Shortcuts

ignite.distributed#

Helper module to use distributed settings for multiple backends:

  • backends from native torch distributed configuration: “nccl”, “gloo”, “mpi”

  • XLA on TPUs via pytorch/xla

This module wraps common methods to fetch information about distributed configuration, initialize/finalize process group or spawn multiple processes.

Examples:

  • Example to spawn nprocs processes that run fn with args: spawn()

ignite.distributed.has_xla_support#

True if torch_xla package is found

ignite.distributed.all_gather(tensor)[source]#

Helper method to perform all gather operation.

Parameters

tensor (torch.Tensor or number or str) – tensor or number or str to collect across participating processes.

Returns

torch.Tensor of shape (world_size * tensor.shape[0], tensor.shape[1], …) or List of strings

Return type

Union[Tensor, Number, List[str]]

ignite.distributed.all_reduce(tensor, op='SUM')[source]#

Helper method to perform all reduce operation.

Parameters
  • tensor (torch.Tensor or number) – tensor or number to collect across participating processes.
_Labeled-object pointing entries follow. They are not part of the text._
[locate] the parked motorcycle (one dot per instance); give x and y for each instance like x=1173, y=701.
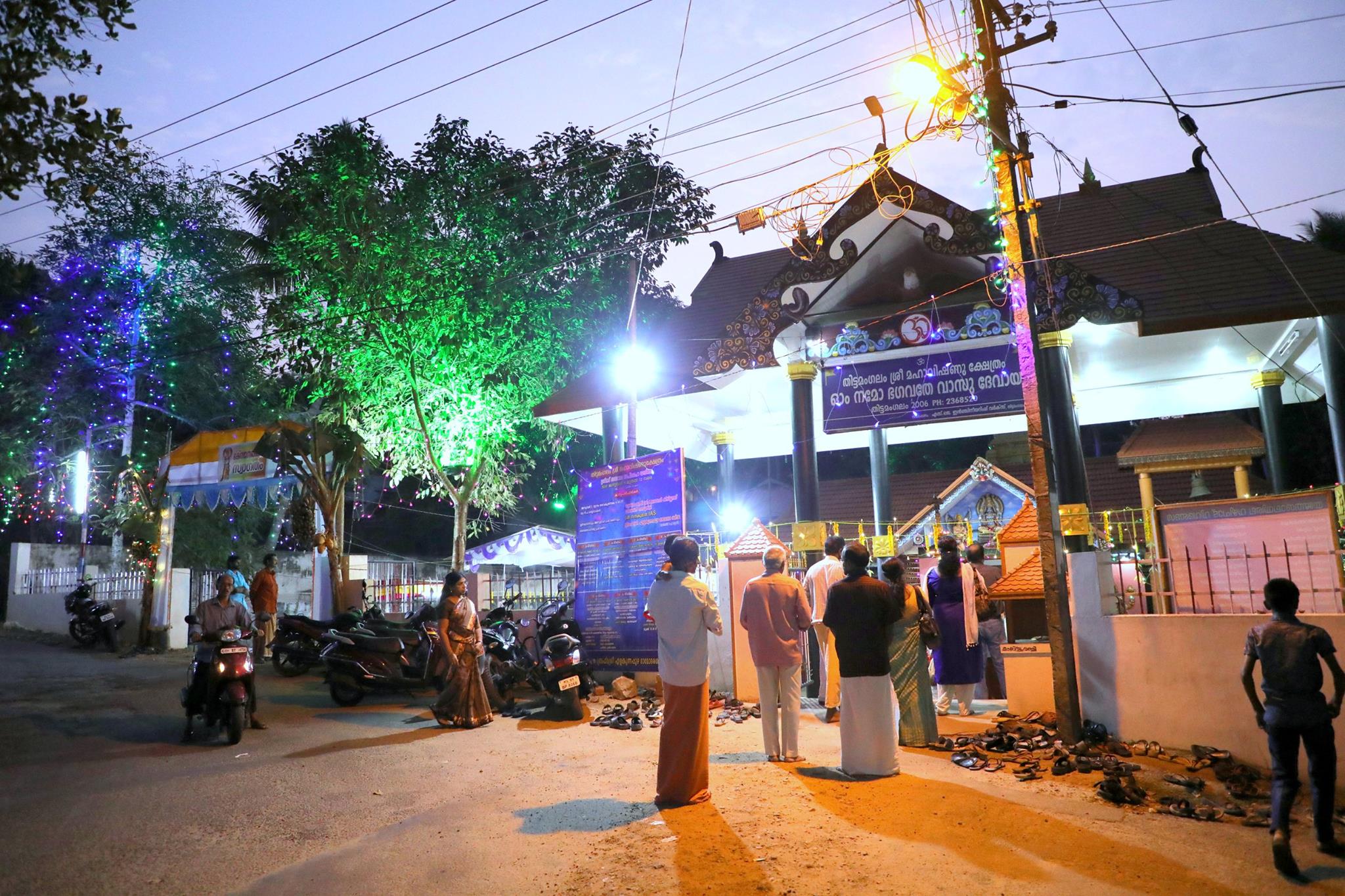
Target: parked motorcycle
x=298, y=645
x=92, y=620
x=509, y=660
x=228, y=675
x=390, y=658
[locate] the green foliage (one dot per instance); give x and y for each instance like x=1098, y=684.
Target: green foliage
x=439, y=299
x=58, y=133
x=1327, y=230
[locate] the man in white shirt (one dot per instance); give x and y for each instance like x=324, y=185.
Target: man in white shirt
x=817, y=582
x=685, y=613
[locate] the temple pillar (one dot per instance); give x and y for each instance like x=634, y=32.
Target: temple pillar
x=724, y=456
x=1067, y=445
x=1331, y=344
x=1242, y=482
x=1146, y=492
x=1271, y=403
x=613, y=436
x=880, y=480
x=807, y=500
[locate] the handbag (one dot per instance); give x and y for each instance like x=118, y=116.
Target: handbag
x=929, y=625
x=982, y=595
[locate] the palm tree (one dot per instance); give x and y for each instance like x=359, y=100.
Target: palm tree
x=1328, y=230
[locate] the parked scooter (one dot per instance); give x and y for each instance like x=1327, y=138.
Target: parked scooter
x=92, y=621
x=390, y=658
x=509, y=660
x=565, y=673
x=298, y=645
x=228, y=694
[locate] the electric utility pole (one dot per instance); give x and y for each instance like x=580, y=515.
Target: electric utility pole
x=1013, y=163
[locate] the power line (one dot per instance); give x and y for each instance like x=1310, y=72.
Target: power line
x=294, y=72
x=752, y=65
x=381, y=69
x=1188, y=93
x=498, y=62
x=1176, y=43
x=1170, y=102
x=1189, y=127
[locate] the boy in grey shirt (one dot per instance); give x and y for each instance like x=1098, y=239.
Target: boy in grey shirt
x=1296, y=710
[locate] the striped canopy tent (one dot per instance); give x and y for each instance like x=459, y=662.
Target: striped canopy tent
x=537, y=545
x=222, y=467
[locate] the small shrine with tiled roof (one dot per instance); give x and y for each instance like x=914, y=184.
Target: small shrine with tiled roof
x=752, y=543
x=1024, y=581
x=1021, y=528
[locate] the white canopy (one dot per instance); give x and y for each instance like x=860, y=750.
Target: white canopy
x=533, y=547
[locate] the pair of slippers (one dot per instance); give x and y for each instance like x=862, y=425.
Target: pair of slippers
x=1119, y=790
x=1184, y=809
x=1191, y=782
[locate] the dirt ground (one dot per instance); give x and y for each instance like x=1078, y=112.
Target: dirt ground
x=97, y=796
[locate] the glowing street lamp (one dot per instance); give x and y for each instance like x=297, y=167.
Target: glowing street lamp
x=920, y=79
x=635, y=368
x=79, y=495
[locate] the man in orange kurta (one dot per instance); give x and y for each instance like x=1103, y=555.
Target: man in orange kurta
x=264, y=593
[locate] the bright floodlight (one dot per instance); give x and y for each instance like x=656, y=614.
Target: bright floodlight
x=736, y=517
x=81, y=490
x=919, y=79
x=635, y=367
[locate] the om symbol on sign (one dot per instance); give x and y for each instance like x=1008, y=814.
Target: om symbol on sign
x=915, y=330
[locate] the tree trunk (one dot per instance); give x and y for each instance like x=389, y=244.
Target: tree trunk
x=338, y=580
x=147, y=605
x=460, y=504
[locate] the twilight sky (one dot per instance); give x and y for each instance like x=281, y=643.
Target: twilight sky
x=188, y=55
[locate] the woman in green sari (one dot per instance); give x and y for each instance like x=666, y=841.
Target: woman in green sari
x=910, y=664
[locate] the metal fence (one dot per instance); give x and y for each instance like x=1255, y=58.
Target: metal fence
x=127, y=585
x=1227, y=581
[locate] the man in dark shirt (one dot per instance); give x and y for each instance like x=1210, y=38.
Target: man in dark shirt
x=1296, y=710
x=992, y=626
x=860, y=609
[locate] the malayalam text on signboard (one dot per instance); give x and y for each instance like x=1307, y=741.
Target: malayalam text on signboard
x=626, y=512
x=951, y=383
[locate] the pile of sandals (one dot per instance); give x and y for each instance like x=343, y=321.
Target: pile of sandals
x=734, y=710
x=1030, y=747
x=628, y=716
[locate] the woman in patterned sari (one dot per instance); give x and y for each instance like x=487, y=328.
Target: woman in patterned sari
x=463, y=703
x=917, y=725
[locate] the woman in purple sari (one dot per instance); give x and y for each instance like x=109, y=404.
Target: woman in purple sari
x=958, y=662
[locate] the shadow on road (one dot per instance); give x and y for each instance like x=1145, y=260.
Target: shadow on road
x=581, y=816
x=996, y=834
x=708, y=853
x=745, y=758
x=363, y=743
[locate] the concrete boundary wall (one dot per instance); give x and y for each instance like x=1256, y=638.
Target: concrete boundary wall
x=1176, y=677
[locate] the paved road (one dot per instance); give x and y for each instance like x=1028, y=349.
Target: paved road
x=97, y=796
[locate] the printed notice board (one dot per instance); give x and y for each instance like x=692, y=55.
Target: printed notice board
x=626, y=512
x=923, y=386
x=1224, y=551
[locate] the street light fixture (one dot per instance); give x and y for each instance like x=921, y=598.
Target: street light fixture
x=920, y=79
x=635, y=367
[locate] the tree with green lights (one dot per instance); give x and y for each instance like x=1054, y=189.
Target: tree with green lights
x=447, y=295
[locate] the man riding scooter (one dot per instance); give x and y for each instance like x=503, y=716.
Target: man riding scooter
x=214, y=616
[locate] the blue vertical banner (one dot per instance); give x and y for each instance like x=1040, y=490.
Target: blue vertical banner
x=626, y=512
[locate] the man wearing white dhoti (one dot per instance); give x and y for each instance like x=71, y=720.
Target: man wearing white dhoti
x=860, y=609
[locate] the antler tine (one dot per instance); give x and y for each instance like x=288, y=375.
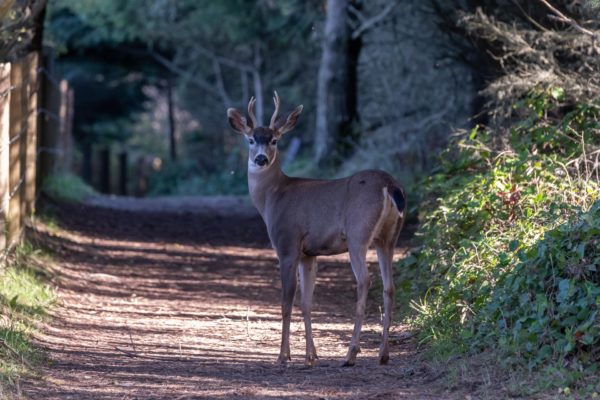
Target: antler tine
x=277, y=102
x=251, y=112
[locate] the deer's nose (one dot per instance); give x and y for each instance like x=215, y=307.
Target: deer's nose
x=261, y=160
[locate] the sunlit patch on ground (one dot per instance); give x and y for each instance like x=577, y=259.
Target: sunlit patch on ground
x=196, y=314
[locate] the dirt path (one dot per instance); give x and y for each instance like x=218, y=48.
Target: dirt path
x=165, y=305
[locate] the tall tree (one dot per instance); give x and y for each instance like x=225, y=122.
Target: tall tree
x=332, y=110
x=337, y=79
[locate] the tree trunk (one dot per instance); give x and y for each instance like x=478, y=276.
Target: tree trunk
x=172, y=141
x=332, y=104
x=105, y=170
x=257, y=83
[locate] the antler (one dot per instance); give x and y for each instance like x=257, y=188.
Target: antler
x=251, y=112
x=277, y=102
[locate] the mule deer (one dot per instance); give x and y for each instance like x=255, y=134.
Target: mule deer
x=306, y=218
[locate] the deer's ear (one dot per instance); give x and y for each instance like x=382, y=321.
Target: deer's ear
x=238, y=122
x=290, y=121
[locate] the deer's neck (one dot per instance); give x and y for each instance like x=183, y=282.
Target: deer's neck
x=265, y=183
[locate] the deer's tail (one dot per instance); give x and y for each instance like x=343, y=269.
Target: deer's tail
x=398, y=197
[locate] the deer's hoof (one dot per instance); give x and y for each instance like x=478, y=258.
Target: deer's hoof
x=351, y=357
x=384, y=359
x=311, y=360
x=283, y=359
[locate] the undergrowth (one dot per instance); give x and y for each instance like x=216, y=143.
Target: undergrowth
x=508, y=255
x=25, y=298
x=67, y=187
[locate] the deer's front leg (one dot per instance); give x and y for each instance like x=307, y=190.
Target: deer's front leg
x=308, y=275
x=288, y=268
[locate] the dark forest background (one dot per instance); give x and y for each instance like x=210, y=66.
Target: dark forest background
x=487, y=111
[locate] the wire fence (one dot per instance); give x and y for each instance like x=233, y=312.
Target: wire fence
x=36, y=110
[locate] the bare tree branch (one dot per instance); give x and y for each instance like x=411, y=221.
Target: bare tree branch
x=563, y=18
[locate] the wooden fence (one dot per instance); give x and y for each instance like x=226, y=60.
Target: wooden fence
x=35, y=138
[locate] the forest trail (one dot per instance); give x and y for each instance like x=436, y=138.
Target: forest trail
x=182, y=302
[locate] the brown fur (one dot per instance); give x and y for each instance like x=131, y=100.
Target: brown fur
x=306, y=218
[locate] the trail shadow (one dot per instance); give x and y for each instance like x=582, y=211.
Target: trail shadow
x=171, y=306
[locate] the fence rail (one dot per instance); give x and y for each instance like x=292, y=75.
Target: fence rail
x=35, y=133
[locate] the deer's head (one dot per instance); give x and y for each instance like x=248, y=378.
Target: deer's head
x=262, y=140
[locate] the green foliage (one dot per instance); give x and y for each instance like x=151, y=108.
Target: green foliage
x=24, y=300
x=67, y=187
x=546, y=308
x=508, y=250
x=187, y=178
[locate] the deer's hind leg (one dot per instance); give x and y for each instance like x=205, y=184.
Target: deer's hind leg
x=385, y=254
x=308, y=275
x=358, y=260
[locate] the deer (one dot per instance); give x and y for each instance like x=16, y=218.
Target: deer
x=307, y=218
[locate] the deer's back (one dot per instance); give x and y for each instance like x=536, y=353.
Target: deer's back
x=323, y=215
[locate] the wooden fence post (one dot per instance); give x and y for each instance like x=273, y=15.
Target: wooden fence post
x=32, y=133
x=49, y=138
x=123, y=164
x=24, y=136
x=65, y=140
x=4, y=146
x=17, y=125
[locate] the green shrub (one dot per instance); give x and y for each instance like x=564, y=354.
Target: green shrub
x=496, y=258
x=67, y=187
x=25, y=298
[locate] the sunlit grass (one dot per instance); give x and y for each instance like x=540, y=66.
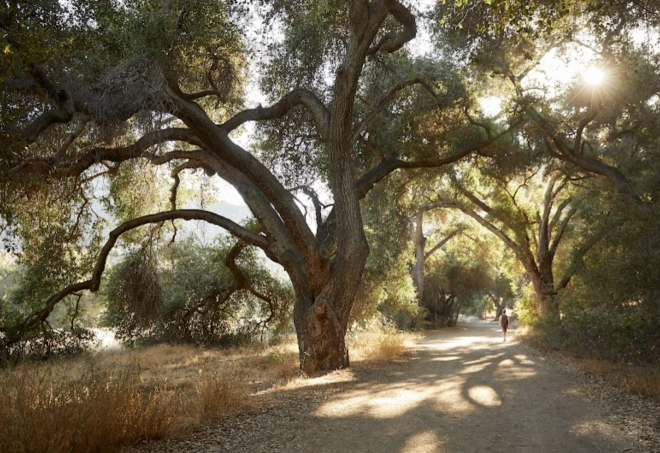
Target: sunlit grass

  • op (str) – reduction operation, “SUM” by default. Possible values: “SUM”, “PRODUCT”, “MIN”, “MAX”, “AND”, “OR”.

Returns

torch.Tensor or number

Return type

Union[Tensor, Number]

ignite.distributed.available_backends()[source]#

Returns available backends.

Return type

Tuple[str]

ignite.distributed.backend()[source]#

Returns computation model’s backend.

  • None for no distributed configuration

  • “nccl” or “gloo” or “mpi” for native torch distributed configuration

  • “xla-tpu” for XLA distributed configuration

Returns

str or None

Return type

Optional[str]

ignite.distributed.barrier()[source]#

Helper method to synchronize all processes.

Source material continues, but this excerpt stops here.